No podía ser un vampiro, era simplemente un maldito estafador, pero humano después de todo.
Van
Helsing ya no estaba razonando muy bien. El Holandés se había desviado
demasiado de sus estudios científicos para meterse con lo oculto y lo
sobrenatural, y ahora veía vampiros en todas partes. El profesor y la
Orden estaban obsesionados con esos temas, pensaba Jonathan Harker
demasiado confundido como para discernir algo más. Él no había visto
nunca nada.
Ahora debía irse y dejar a Mina a merced de ese delincuente.
-Londres
llena de vampiros ¡No puede ser verdad!- le dijo al barman al fin
–Vampiros, señor ¿Lo cree? No hay tales monstruos sobrenaturales, lo que
hay son seres humanos bárbaros, locos, desleales y criminales-
El hombre lo oyó pero no le hizo caso y siguió sirviendo a su alegre clientela.
Harker
no tenía idea del peligro que corría. El vampiro estaba sediento de
sangre y venganza, sin embargo esa noche, después de dejar frustrado la
casa de Van Helsing, se fue a vagar por la noche, por los fríos y
nublados bordes del Támesis, como lo hacía desde que Van Helsing lo
trajo de nuevo a su maldita vida.
---*---*---*---
Y ese ser era una figura negra y nada más, triste, solitaria.
Los murciélagos revoloteaban cerca de él, los lobos aullaban, las ratas era sus amigas.
Y tenía hambre, pero Alexander no quería alimentarse, nunca más.
Sólo
tenía el rostro de Mina suplicante y húmedo de lágrimas en la mente, lo
último que había visto de ella, porque quería estar con él y nunca
dejarlo.
Sí, ella era Ilona, pero una Ilona sin saber lo que él fue ni lo que él era ahora.
Los
recuerdos lo atormentaban y quería morir pero no podía, en cambio tenía
su vida eterna para recordar siempre el daño que había hecho y lo mucho
que había herido a Ilona. No quería ver eso otra vez en Mina, Mina que
era la reencarnación de su dulce esposa muerta por su culpa.
Pero
lo último que vio de Ilona estaba allí cada vez que él y Mina estaban
juntos, cada vez que la veía y deseaba convertirla en su esposa.

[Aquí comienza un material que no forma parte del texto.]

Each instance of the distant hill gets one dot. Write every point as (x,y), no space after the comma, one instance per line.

Cerró los ojos, pero eso no evitaba la terrible visión.
-Vlad ¿Por qué estoy aquí?- oyó su voz otra vez.
La
visón sobrenatural del vampiro lo hacía tener la escena otra vez allí
al alcance de su mano, como si se hubiera transportado al pasado de
hacía cuatro siglos.
-Dímelo tú, porque me condenan por todo lo que tú has hecho- decía con lágrimas en los ojos, y su rostro estaba marchito y amoratado por el sufrimiento y la tortura.
-Yo nunca quise herirte- decía él.
-Pero lo hiciste. Yo no sabía cuán bárbaras eran tus acciones, Vlad- ella no le daba cabida a sus excusas –Ahora yo pago por todos tus pecados-
-Yo…- él
trataba de buscar las respuestas pero en ese momento no las tenía.

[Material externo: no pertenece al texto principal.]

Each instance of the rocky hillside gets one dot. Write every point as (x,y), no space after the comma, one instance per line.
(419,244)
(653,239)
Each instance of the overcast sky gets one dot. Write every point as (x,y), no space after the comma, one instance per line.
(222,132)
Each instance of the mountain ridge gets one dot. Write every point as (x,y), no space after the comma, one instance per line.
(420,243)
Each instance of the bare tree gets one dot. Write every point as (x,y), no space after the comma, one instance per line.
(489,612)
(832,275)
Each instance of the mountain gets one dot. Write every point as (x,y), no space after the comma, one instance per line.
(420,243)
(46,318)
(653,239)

Simplemente le hablaba con toda la dureza de un poderoso regente, como
debía ser –La vida es así, Ilona, hay cosas que uno debe hacer-
-No creí que fueras capaz- ella no era la misma persona, su rostro no era el dulce rostro de amor de su última noche juntos –No eres ese hombre que hacía dos noches yacía conmigo en nuestro lecho, cuando esos soldados irrumpieron…-
-Ilona- él quería que se callara, sus palabras aguijoneaban su alma.

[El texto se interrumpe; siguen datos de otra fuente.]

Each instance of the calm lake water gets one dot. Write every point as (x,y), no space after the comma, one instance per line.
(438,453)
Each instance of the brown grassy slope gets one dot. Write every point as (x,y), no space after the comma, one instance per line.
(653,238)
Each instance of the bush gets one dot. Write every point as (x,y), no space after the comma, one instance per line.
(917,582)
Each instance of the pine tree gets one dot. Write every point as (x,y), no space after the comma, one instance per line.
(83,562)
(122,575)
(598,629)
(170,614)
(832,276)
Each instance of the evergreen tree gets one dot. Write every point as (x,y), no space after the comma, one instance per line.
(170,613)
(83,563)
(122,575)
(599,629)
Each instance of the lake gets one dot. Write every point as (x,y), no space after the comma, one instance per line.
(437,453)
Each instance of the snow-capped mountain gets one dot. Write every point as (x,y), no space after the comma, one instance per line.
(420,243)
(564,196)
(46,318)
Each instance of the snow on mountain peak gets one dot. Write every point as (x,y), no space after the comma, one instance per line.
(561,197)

-Ahora no sé cómo pude estar en ese lecho contigo- susurró terrible, ahogada de dolor.
-¡No me juzgues tú también!-
Vlad replicó herido y furioso. La muerte estaba a pocas horas, y no
soportaba ahora el juicio de Ilona, un príncipe no podía aceptar eso,
aunque su corazón le gritara que fuera diferente.
No se podía, y
ya era tarde, los pasos de los soldados ya se acercaban, y entonces supo
que la hora llegaba antes de lo que esperaban.
–¡No me juzgues!- gritó.
-Eres un monstruo-
Y
ésas fueron las últimas palabras de su amada. Y no pudo decir más nada,
la arrancaron de su lado y la arrastraron a su inclemente muerte en la
hoguera, por ser una hereje igual a él, por su culpa. Así la juzgaron.
Y Vlad el maldito fue obligado a verla morir, y nunca pudo redimirse.
Lo condenaron a llevar ese peso de consciencia por una vida eterna.
Entonces
el castillo Transilvano desapareció de su vista y ahora estaba allí
otra vez a orillas del Támesis y sediento de sangre, lleno de ira, dolor
y venganza.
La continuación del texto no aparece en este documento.